“Email is broken” is both a cliché and a truism. Our inboxes continue to pile up with more messages than many of us can handle, and while plenty of people have tried to stick a Band Aid over the problem through processes like ‘Inbox Zero’ or ‘Boomeranging’ emails back at a later time, the core problem of email not being fit for purpose hasn’t been fixed yet.
Ping is a new iOS app that may not solve the problem but it certainly has a good go at reducing the stress that dealing with email can induce.
The idea here is that rather than thinking of your inbox as a to-do list of things to reply to and act on, think of it as a stream of messages that you can dip in and out of, IM-style.
Ping currently works with Gmail, Yahoo, AOL and iCloud accounts, processing your emails as they come in and moving them into one of two feeds; one for messages directly addressed to you and one for notification emails, marketing mailshots and the like – the things you probably don’t need to pay much attention to.
The filtering is actually really good.
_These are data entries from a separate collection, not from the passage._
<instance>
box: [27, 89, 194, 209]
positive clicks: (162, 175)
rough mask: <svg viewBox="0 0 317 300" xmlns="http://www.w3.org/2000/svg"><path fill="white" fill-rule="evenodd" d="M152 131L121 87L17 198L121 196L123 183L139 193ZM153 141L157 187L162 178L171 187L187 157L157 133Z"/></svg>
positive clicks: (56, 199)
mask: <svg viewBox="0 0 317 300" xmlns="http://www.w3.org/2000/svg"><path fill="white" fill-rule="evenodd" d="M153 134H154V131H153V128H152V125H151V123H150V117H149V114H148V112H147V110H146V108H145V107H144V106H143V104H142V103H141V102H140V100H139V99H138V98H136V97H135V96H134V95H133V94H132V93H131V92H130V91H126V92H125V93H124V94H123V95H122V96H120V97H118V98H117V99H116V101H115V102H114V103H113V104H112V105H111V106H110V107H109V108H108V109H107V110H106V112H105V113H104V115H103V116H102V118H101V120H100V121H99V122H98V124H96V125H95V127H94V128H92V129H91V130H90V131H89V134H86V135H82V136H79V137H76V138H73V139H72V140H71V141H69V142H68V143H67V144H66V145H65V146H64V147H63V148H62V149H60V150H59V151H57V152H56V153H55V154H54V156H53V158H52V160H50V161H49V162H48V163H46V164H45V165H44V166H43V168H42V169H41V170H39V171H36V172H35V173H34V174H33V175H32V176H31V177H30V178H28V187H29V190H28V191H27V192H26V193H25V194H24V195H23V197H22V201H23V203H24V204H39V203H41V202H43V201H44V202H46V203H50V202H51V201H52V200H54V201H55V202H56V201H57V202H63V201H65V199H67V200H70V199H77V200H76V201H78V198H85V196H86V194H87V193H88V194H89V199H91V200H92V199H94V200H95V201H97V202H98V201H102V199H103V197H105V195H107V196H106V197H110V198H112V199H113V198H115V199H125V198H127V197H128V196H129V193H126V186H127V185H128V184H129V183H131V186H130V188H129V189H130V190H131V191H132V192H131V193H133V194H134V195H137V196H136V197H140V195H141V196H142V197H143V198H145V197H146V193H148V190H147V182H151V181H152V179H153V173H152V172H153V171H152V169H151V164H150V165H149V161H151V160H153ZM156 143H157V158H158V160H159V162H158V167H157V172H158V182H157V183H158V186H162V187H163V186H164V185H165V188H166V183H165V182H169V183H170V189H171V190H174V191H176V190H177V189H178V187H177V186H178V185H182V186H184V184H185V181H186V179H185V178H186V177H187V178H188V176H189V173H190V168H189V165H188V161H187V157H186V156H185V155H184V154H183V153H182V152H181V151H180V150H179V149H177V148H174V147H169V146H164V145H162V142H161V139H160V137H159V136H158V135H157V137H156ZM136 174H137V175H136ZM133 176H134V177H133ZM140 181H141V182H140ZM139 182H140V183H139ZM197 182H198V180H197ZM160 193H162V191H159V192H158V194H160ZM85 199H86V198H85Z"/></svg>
Ping correctly identified the true conversations I was having, meaning that I could prioritize them, although the results weren’t too different to the recently-introduced tabbed view in Gmail.
Open up an email thread and you’ll see how Ping is really different from a standard email app. It looks closer to an IM app, with iMessage-style speech bubbles encouraging quick, brief replies instead of long, thoughtful responses. Beyond text, you can easily attach images, drawings (which you create with an in-app doodling widget) and even a voice message.
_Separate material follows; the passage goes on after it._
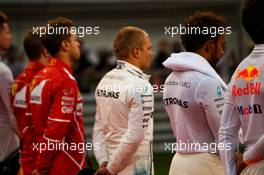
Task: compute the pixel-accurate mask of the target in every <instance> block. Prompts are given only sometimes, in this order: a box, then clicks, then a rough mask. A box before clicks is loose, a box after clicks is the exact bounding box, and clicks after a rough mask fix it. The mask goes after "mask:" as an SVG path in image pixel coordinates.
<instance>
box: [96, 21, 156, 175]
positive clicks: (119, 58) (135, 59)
mask: <svg viewBox="0 0 264 175" xmlns="http://www.w3.org/2000/svg"><path fill="white" fill-rule="evenodd" d="M114 50H115V55H116V58H117V66H116V68H115V69H113V70H111V71H110V72H108V73H107V74H106V75H105V76H104V77H103V78H102V79H101V81H100V82H99V84H98V86H97V88H96V91H95V99H96V116H95V125H94V128H93V144H94V145H97V147H98V149H95V150H94V153H95V157H96V160H97V162H98V163H99V166H100V168H99V170H98V171H97V173H96V175H104V174H105V175H114V174H118V175H139V174H140V175H153V174H154V173H153V172H154V168H153V162H152V138H153V117H152V116H153V108H154V99H153V91H152V88H151V85H150V83H149V76H148V75H146V74H144V73H143V71H142V70H143V69H147V68H149V67H150V64H151V57H152V48H151V41H150V39H149V37H148V34H147V33H146V32H145V31H144V30H142V29H140V28H137V27H132V26H128V27H124V28H122V29H121V30H119V32H118V33H117V36H116V38H115V40H114Z"/></svg>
These act like standard email attachments when you’re conversing with someone who isn’t using Ping. The real fun comes when you interact with another Ping user. Your email thread turns into a real-time chat, and you can start a voice or video call right from the thread, which is then conducted within the app.
It’s a fresh take on email, for sure, but is it for you? The way I use email, trying to get to ‘inbox zero’ at least once per day, is stymied by the archived state of emails not always being synced between Gmail and Ping. You can archive messages in Ping but the state of mind that the team behind the app wants you to get into is to relax, and stop thinking of email as a job, and more of a stream that you can dip in and out of.
If your work life revolves around email, this is probably not the app for you, although I hear that one well-known investor, who has famously bemoaned email in the past, loves to use Ping. For light email users or those who simply want an inbox detox, Ping is well worth a try.